I admit, it is an appealing thought. But Cromwell's indictment, and his verdict that "you were deputed here by the people to get grievances redressed [and] are yourselves become the greatest grievance," are the very reason members of Congress should go on vacation.


The Founders worried that members of Congress might drift far from the public, its sentiments and interests, a concern that political figures on the left as well as on the right have cited across the generations. More recently, Sen. Mike Lee of Utah, a devout conservative, has written that the Founders believed that "[f]reedom itself depended on an elected legislature of citizen lawmakers." Today's citizen lawmakers, if in fact that is what they are, need to be exposed to the rest of the citizenry as often, and as deeply, as possible. Another two weeks in Washington is not the prescription they need.

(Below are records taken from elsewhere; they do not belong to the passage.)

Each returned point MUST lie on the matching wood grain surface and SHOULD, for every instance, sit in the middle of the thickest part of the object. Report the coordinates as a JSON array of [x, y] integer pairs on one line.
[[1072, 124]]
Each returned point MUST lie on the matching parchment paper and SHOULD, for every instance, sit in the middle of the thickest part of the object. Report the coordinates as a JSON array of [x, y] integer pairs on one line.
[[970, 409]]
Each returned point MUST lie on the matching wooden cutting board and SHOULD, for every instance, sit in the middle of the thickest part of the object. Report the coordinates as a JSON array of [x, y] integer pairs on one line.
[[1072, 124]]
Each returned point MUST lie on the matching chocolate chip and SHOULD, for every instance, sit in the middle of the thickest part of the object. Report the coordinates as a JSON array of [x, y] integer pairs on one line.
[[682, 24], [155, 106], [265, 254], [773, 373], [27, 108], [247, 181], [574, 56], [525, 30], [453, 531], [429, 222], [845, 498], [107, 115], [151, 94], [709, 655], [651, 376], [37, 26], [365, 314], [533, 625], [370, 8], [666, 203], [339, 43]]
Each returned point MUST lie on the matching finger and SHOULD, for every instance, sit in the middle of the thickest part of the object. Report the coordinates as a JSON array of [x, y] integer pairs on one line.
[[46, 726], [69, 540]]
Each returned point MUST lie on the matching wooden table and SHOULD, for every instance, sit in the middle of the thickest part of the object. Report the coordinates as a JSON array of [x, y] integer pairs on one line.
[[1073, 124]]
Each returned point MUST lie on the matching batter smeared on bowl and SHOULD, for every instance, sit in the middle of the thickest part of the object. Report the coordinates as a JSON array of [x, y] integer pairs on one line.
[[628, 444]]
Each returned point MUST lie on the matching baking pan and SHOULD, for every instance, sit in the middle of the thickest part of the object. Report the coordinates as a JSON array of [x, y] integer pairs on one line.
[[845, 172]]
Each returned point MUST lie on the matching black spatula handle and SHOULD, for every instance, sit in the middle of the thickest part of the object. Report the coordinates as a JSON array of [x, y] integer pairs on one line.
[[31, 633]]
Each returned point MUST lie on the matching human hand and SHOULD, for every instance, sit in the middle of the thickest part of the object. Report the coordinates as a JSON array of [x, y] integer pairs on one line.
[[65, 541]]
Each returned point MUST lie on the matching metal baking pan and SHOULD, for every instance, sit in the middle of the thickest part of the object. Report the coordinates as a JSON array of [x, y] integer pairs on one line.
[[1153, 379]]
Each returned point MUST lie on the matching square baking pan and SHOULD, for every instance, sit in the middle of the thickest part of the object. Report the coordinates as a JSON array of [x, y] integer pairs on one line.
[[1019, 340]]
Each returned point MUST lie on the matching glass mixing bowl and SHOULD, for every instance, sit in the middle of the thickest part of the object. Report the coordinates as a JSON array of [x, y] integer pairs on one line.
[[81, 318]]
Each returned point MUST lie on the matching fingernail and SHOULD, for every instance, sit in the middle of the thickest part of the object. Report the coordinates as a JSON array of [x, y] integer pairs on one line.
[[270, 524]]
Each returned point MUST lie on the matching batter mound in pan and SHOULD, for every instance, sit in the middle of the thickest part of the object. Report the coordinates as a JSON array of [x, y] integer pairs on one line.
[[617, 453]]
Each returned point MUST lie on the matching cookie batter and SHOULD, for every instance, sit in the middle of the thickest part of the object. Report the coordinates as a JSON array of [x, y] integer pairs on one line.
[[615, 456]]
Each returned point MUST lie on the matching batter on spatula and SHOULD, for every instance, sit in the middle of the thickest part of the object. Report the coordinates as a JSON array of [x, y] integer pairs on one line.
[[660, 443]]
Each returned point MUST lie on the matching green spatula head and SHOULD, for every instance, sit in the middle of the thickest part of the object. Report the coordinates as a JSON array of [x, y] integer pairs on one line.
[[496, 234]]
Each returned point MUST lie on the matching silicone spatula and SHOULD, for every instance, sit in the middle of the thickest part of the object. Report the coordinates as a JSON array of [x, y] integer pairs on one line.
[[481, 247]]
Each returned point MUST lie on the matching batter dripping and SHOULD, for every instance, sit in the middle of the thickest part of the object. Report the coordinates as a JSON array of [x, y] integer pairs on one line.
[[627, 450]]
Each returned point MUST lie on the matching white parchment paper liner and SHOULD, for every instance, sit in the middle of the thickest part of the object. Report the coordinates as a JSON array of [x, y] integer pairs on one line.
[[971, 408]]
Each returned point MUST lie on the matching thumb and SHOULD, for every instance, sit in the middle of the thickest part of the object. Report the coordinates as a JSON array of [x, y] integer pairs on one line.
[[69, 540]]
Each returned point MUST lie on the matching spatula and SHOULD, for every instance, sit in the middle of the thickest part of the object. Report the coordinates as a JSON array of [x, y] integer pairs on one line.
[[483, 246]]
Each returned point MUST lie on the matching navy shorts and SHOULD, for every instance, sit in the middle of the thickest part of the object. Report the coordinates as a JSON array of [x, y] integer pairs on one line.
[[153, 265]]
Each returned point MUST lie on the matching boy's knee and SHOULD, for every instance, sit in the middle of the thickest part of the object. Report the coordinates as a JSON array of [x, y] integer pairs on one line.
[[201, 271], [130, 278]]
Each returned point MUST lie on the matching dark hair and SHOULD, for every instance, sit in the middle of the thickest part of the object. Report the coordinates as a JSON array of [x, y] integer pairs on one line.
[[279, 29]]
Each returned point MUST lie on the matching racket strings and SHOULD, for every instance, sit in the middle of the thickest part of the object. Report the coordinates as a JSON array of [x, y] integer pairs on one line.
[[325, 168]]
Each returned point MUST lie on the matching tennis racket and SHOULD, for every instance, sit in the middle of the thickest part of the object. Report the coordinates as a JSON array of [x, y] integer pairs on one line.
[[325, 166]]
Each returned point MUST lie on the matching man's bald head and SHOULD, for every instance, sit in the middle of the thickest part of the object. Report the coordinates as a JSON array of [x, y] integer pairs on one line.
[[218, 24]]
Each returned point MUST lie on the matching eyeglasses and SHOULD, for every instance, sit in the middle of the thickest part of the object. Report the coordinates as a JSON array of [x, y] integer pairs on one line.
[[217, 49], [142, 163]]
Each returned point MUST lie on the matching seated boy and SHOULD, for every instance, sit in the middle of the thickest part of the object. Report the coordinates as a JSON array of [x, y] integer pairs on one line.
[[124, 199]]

From a professional politician's point of view, Senate Majority Leader Mitch McConnell - who has been in government for 42 years and is married to a woman who has been in government for nearly a dozen years, serving in the Cabinet of two presidents - had ample reason to want to keep the Senate in session.

"In order to provide more time to complete action on important legislative items and process nominees that have been stalled by a lack of cooperation from our friends across the aisle," the Kentucky lawmaker said in a statement Tuesday, "the Senate will delay the start of the August recess until the third week of August."

That is Mr. McConnell as Mr. Dutiful, with a dash of partisanship, but it is not difficult to imagine Senate Minority Leader Chuck Schumer of New York issuing the exact statement were the partisan profile of Washington reversed.

But I cannot repress from my memory a remark from a member of the inner circle of the late Gov. Mario M. Cuomo of New York, another dutiful soul who, on a visit to Disney World to give a speech in Florida, spent the entire time in a hotel room with the blinds closed. Mr. Cuomo's greatest character flaw, this associate said, was that he never took a vacation.

A study released early this year by the international market-research firm GfK showed that the city where people took the fewest days off was Washington, D.C., which gives the lie to the notion that the capital is full of slackers. (The city where people take the most vacation is Pittsburgh.) No one on Earth - certainly not this typist, who lived in the capital for nearly a quarter century but who now resides happily amid the hills and along the shores of the three rivers - argues that people in Washington have greater perspective than people in Pittsburgh.

The point is that the nation's lawmakers would be better served by spending some time in mountainside contemplation or lakeside leisure -both available here in the mountains of New Hampshire - than by spending an additional fortnight hearing mind-numbing legislative mumbo-jumbo, fighting over rules of order, fulminating at cable hosts, obsessing over presidential tweets and preparing statements seeking to explain the inexplicable to the incredulous.

Nor would it hurt members of Congress to walk the streets of their hometowns and encounter the members of the public who sent them to Washington only to see them bicker among themselves and belittle each other. Yes, they just recently had a recess. But truly they cannot be amid the people too often.

The work will always be there, and in most cases - perhaps not on health care, where additional hearings might be of value - the work can be accomplished in a fraction of the time Congress usually consumes. Here's advice from the pages of the Harvard Business Review: "If you plan ahead, create social connections on the trip, go far from your work and feel safe, 94 percent of vacations have a good [return on investment] in terms of your energy and outlook upon returning to work."

So, members of Congress: Take a swim. Take a hike. Awaken to the sunrise and gaze at the sunset. Hold a town meeting or two and keep your ears, and your mind, open. Listen, too, to Cromwell: "Go, get you out! Make haste! Ye venal slaves be gone! So! Take away that shining bauble there, and lock up the doors. In the name of God, go!"

David Shribman, a Pulitzer Prize winner in journalism, is executive editor of the Pittsburgh Post-Gazette.